Ketika para Menteri Keuangan dan Gubernur Bank Sentral G20 berkumpul di Bali tanggal 15-16 Juli 2022 yang lalu, mereka menghadapi prospek ekonomi global yang telah gelap secara signifikan.
Pertemuan ketiga Minister Finance and Central Bank Governors (FMCBG) G20 di Bali selama dua hari tersebut tidak menghasilkan komunike atau komitmen bersama. Hal yang sama juga terjadi pada pertemuan sebelumnya di Washington DC, Amerika Serikat pada 20 April 2022.
Pada pertemuan pada bulan April tersebut, IMF (International Monetary Fund) baru saja memangkas perkiraan pertumbuhan globalnya menjadi 3,6 persen untuk tahun 2022 dan berikutnya. IMF telah memperingatkan bahwa kondidi tersebut bisa menjadi lebih buruk mengingat potensi risiko penurunan.
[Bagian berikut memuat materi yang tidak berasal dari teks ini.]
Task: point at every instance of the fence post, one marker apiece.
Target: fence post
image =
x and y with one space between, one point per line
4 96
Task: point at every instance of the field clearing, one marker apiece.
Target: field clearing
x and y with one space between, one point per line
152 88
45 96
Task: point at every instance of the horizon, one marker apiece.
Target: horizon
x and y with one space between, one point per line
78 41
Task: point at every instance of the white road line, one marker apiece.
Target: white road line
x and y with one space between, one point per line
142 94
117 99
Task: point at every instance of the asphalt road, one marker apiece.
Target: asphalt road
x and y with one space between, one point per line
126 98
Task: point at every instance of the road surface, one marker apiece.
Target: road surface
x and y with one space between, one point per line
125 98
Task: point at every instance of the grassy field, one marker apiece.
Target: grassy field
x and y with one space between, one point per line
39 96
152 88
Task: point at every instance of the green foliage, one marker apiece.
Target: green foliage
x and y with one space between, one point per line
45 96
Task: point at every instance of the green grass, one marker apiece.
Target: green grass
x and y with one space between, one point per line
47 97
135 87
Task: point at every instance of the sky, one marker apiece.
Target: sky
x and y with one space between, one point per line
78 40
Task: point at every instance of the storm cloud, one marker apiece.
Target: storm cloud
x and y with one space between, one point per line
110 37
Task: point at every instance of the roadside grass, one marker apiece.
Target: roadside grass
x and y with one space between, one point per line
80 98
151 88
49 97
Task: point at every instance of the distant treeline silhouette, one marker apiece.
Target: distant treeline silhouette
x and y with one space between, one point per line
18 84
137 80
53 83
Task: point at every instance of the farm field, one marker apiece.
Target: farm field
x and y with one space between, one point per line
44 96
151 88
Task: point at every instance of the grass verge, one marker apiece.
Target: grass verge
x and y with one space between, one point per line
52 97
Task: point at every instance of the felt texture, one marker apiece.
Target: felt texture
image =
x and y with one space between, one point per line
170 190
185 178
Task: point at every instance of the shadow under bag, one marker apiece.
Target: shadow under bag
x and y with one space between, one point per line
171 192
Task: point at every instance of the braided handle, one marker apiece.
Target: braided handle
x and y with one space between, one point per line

Sejak saat itu, beberapa dari risiko tersebut telah terwujud, dan berbagai krisis yang dihadapi dunia semakin meningkat.
Tragedi kemanusiaan perang di Ukraina telah memburuk. Demikian pula, dampak ekonominya terutama melalui guncangan harga komoditas yang memperlambat pertumbuhan dan memperburuk krisis biaya hidup yang mempengaruhi ratusan juta orang, terutama orang miskin yang tidak mampu memberi makan keluarga mereka.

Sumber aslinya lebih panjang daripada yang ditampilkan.